懷縣居于沁水西面,與武德縣都是臨水的城池,只是懷縣居于上游,武德位居下游,又一個在河西,一個在河東,兩縣相距約有四十余里,這里的四十余里指的是漢里,兩漢里約等于現代的一公里,也就是兩縣相距二十余公里路。
而騎兵的速度,大概在一個時辰三到七公里左右,當然這是常規的行軍速度,若是急行軍下,騎兵一個時辰可行十到十五公里左右,二十公里的路程,花上一個半時辰就可走完。
顏良所部即是突襲,自然不會按常規速度行軍,顏良也不會放任戰機從自己的手中溜走,他可不想當他抵達懷縣渡口時,秦軍大部已經渡過河流,且做好了守御的準備。

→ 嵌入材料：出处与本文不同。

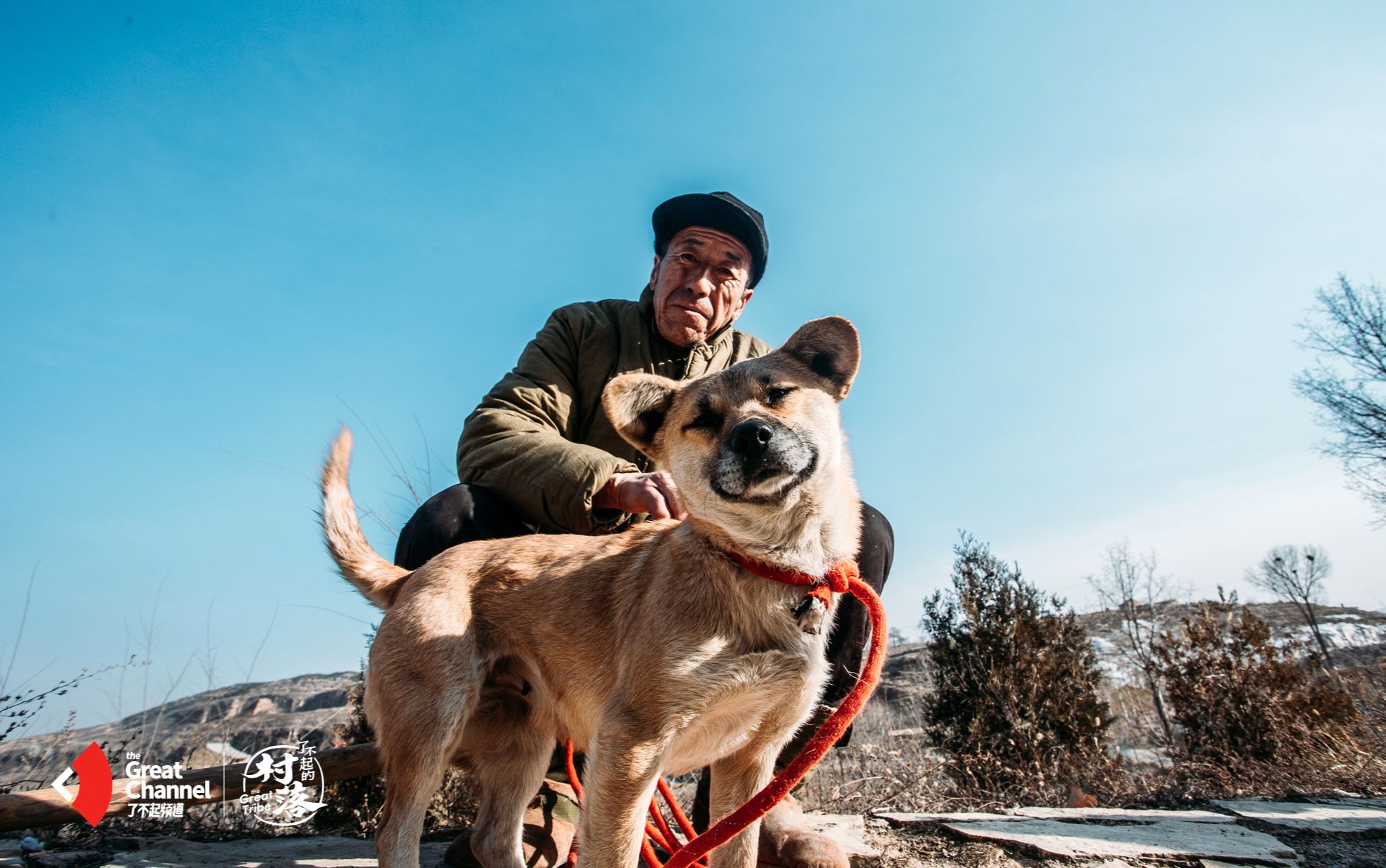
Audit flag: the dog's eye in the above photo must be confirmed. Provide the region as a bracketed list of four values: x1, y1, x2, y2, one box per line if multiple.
[765, 385, 794, 406]
[683, 410, 722, 431]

戰爭這種玩意,主打一個出其不意,出乎敵人的意料,讓敵人驚慌失措,軍心不穩,最好是膽顫之下分崩離析,如此就可以如虎驅羊,橫掃戰場。
顏良也即是打著這個主意,他有心通過急行軍趕赴到懷縣東岸的渡口,打秦軍一個半渡而擊,措手不及,贏下一場勝利,成為河北對陣關中以來首位勝利的將領。

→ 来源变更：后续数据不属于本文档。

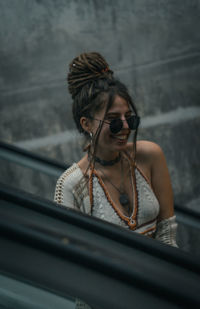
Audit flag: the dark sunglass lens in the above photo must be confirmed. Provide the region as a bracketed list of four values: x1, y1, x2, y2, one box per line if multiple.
[127, 115, 140, 130]
[110, 119, 123, 134]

“速度再快些,秦軍正在渡河,必定輕而無備,我等長驅直入,秦軍必為我等所破,此戰若勝,大饗三日。”顏良一邊催促著士卒向前,一邊口中給出激勵的獎品。
將士們聽聞顏良的話,紛紛加快了馬力,倘若如顏良所言,這場大戰可以勝的輕易,同時戰后還有獎勵,眾人自是為之心動,不斷向前奔襲。

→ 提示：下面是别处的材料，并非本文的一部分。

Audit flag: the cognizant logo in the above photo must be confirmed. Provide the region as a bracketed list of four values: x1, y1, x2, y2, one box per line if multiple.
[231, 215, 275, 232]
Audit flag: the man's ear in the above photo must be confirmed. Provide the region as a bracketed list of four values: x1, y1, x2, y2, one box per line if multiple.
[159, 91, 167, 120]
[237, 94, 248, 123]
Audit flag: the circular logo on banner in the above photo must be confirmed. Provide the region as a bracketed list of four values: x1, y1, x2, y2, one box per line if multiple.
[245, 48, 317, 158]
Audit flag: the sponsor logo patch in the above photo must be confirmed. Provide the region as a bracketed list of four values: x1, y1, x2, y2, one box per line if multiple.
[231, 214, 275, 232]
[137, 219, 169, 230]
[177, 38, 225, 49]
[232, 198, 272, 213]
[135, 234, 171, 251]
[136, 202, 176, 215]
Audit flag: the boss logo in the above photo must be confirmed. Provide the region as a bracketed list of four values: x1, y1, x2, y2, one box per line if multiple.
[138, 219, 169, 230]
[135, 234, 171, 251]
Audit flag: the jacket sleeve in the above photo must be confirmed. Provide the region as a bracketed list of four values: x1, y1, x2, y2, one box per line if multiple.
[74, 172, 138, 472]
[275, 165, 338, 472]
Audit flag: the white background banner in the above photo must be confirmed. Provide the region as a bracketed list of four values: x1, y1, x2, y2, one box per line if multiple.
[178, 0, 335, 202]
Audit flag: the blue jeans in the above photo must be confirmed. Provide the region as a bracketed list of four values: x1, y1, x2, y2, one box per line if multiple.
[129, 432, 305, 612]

當此之時,懷縣的渡口處,秦軍輔兵正在搬運輜重,從沁水西岸的懷縣搬到沁水東岸來,這是兵法云三軍未動,糧草先行的道路,不準備好糧草輜重就貿然出兵,很容易落得糧盡兵敗的下場。
輔兵們勤勤懇懇,努力搬運著糧草輜重,很快,東岸的河灘上,遍地都是秦軍的輜重貨物,這些軍需散落的放著,秦軍似是盤算著完全運送完輜重后再做整理。
“嗯?”一個輔兵抬起了頭,望著南面,他忽的感到有些心悸,而心悸的觸動,來自腳下微微顫動的地面。
地面顫動著,像是地震,又不像地震,且越發的頻繁了起來,輔兵們一個兩個被驚動,停下了手中的動作,抬起頭來向著南面望去,努力的看清南面的動靜。
很快,幾個螞蟻大小的黑點出現在了輔兵的眼中,接著黑點仿佛被甩出了墨水一般,頃刻間多上了十倍、百倍,同時隨著距離的拉近,眼睛較為銳利的輔兵,瞧清了黑點的輪廓。
這哪里是什么螞蟻,分明是數不盡的騎軍,俗語云,人馬過萬,無邊無岸,而顏良所部三千輕騎,分開陣型奔襲而來,看上去似是無有涯跡。
“袁軍來了,袁軍來了。”一個輔兵發出驚恐的提醒聲,聲音響亮萬分。
接著,沁水東岸的秦軍輔兵,像是草原上被驚動的角馬群一樣,紛紛奔逃了起來,向著東岸停留的船只上跑去,其中擠不上船只的伏兵,見著袁軍騎卒越來越近,一個猛子扎入了沁水,雙臂奮力劃動,向著沁水西岸游去。
秦軍輔兵反應的及時,因此當顏良領著三千輕騎奔赴此地的時候,除了幾個無頭蒼蠅般的秦軍輔兵,沒有來的及逃跑,大部的秦軍輔兵都從沁水獲得一線生機。
“都說秦軍善戰,可逃跑怎么也這么快。”顏良在數百名親衛的簇擁下,來到了沁水的河岸處,望著見風而逃的秦軍輔兵,他不屑的吐槽了一句。